We are still trying to figure out our core use cases and trying to build up to them. Here is a rough roadmap::

- Add option to ingest Solana data from geyser plugin/RPC.
- Add option to ingest EVM data from Ethereum RPC.
- Implement more advanced validation.
- Add more writers like DuckDB, PostgreSQL.
- Build an end-to-end testing flow so we can test the framework and users can test their pipelines using the same flow.
- Build a benchmark flow so we can optimize the framework and user can optimize their pipelines using the same flow. This will also make it easy to compare performance of providers and writers. 
- Implement more blockchain formats like SUI, Aptos, Fuel.
- Implement automatic rollback handling. Currently we don't handle rollbacks so we stay behind the tip of the chain in order to avoid writing wrong data.

## Usage Examples

See `examples` directory.

Can run examples with `uv run examples/{example_name}/main.py --provider {sqd or hypersync}`

For examples that require databases or other infra, run `docker-compose -f examples/{example_name}/docker-compose.yaml up -d` to start the necessary docker containers.
Can run `docker-compose -f examples/{example_name}/docker-compose.yaml down -v` after running the example to stop the docker containers and delete the data.

## Logging

Python code uses the standard `logging` module of python, so it can be configured according to [python docs](https://docs.python.org/3/library/logging.html).

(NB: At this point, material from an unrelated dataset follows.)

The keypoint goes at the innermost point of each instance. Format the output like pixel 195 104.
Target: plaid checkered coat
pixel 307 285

Set `RUST_LOG` environment variable according to [env_logger docs](https://docs.rs/env_logger/latest/env_logger/#enabling-logging) in order to see logs from rust modules.

To run an example with trace level logging for rust modules:
```
RUST_LOG=trace uv run examples/{example_name}/main.py --provider {sqd or hypersync}
```

## Development

This repo uses `uv` for development.

- Format the code with `uv run ruff format`
- Lint the code with `uv run ruff check`
- Run type checks with `uv run pyright`

## License

Licensed under either of

 * Apache License, Version 2.0
   ([LICENSE-APACHE](LICENSE-APACHE) or http://www.apache.org/licenses/LICENSE-2.0)
 * MIT license
   ([LICENSE-MIT](LICENSE-MIT) or http://opensource.org/licenses/MIT)

at your option.

## Contribution

Unless you explicitly state otherwise, any contribution intentionally submitted
for inclusion in the work by you, as defined in the Apache-2.0 license, shall be
dual licensed as above, without any additional terms or conditions.